In particular, how do we reconcile this with the EPA’s estimates of the social cost of carbon that are in the range of $40/ton? In their paper on the lifecycle carbon impacts of EVs and conventional cars, Archsmith, Kendell, and Rapson, using $38/ton as a cost of carbon, estimate the lifetime damages of the gasoline powered, but pretty efficient, Nissan Versa to be $3200. In other words, replacing a fuel efficient passenger car with a vehicle with NO lifecycle emissions would produce benefits of $3200. That puts $10,000 in EV tax credits in perspective,
reads research published by University of California Berkeley.
Electric cars like Nissan LEAF, Tesla Model S, Chevy Volt or Toyota Prius Plug In are not cheap. In fact, they are not cheaper than internal combustion engine (ICE) cars. However, developing them is like more of a social decision to give market support to find cars and means of transportation that use more sustainable sources of energy.
Thus, what will happen if people show demand for electric cars? Here are three things, and these things may not happen if we don't show interest, demand or support for electric cars.
We will See:
- Electric Car makers who stay in business.

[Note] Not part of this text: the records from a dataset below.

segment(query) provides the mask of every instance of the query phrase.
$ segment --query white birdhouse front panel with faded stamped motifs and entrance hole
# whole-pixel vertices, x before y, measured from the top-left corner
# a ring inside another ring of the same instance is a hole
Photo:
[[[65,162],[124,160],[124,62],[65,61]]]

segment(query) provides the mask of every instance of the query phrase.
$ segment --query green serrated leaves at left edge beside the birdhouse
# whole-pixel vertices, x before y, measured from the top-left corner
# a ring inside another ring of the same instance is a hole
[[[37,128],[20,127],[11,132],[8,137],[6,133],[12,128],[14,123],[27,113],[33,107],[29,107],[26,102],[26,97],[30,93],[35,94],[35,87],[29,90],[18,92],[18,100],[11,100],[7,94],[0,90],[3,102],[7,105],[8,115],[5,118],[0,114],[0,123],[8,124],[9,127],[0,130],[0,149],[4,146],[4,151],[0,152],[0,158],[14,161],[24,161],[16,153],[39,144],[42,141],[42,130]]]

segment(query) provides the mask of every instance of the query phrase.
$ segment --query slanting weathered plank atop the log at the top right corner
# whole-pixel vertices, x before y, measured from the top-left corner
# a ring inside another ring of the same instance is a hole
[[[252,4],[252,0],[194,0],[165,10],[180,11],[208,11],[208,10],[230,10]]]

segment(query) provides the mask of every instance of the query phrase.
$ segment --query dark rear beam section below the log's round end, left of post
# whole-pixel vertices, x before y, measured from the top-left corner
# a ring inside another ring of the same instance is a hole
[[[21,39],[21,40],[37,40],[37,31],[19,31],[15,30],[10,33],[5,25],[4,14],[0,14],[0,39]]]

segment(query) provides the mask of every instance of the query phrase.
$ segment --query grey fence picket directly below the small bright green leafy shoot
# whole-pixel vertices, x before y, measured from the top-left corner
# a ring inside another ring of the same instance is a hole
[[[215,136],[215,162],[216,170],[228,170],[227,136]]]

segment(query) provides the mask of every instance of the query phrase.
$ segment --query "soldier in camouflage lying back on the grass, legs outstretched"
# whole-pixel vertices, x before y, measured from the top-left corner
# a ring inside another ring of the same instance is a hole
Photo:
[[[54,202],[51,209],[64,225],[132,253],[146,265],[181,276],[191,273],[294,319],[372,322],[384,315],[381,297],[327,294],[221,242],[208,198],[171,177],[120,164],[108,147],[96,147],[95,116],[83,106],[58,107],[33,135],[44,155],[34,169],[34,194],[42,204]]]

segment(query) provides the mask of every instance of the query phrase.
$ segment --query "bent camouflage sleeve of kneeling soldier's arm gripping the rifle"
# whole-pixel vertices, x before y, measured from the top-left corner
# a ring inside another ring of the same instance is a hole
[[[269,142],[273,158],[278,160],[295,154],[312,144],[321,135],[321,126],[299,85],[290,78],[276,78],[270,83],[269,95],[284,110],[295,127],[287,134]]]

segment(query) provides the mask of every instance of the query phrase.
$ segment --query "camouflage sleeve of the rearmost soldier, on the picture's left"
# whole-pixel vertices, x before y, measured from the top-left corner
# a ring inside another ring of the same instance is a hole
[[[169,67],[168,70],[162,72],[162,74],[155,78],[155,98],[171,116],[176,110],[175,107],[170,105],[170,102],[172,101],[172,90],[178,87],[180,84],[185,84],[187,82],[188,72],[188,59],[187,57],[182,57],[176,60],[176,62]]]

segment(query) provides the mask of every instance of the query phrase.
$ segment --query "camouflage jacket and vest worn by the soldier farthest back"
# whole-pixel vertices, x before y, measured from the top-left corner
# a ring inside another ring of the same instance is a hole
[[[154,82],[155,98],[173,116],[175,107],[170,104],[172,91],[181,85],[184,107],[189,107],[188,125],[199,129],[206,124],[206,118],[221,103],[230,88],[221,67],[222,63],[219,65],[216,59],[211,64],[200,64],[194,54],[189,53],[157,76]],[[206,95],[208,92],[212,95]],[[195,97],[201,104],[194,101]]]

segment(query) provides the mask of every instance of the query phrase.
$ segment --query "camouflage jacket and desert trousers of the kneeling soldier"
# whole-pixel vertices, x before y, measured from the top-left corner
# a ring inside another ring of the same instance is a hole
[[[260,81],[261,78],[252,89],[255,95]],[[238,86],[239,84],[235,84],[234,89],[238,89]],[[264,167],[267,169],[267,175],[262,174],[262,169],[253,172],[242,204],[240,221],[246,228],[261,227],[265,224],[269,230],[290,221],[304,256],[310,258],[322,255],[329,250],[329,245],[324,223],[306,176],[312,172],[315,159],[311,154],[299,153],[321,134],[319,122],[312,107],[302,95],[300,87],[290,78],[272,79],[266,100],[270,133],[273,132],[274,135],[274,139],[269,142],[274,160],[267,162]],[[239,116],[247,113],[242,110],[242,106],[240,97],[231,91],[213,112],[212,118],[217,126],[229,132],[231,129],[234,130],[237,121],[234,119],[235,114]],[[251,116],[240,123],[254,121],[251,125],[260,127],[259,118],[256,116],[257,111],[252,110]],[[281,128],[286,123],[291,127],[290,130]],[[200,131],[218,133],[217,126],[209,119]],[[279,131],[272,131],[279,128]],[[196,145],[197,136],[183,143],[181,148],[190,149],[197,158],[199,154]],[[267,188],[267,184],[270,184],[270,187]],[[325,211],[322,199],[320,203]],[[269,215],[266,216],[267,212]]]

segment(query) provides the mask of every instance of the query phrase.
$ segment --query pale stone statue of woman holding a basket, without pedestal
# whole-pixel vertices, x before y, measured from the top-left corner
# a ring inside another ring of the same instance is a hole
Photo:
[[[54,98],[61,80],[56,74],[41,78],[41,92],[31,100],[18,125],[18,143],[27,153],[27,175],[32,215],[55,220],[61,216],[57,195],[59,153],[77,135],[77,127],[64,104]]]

- Serious Battery Research and Advancement
- Meaningful proliferation in charging stations
My hope is that once we get a certain level at the development of electric cars, we will get better at it, more efficient, more environmentally friendly and with cheaper prices. This will make electric cars more affordable. Or, could it be that the future of consumer cars is marriage between Electric and ICE vehicles?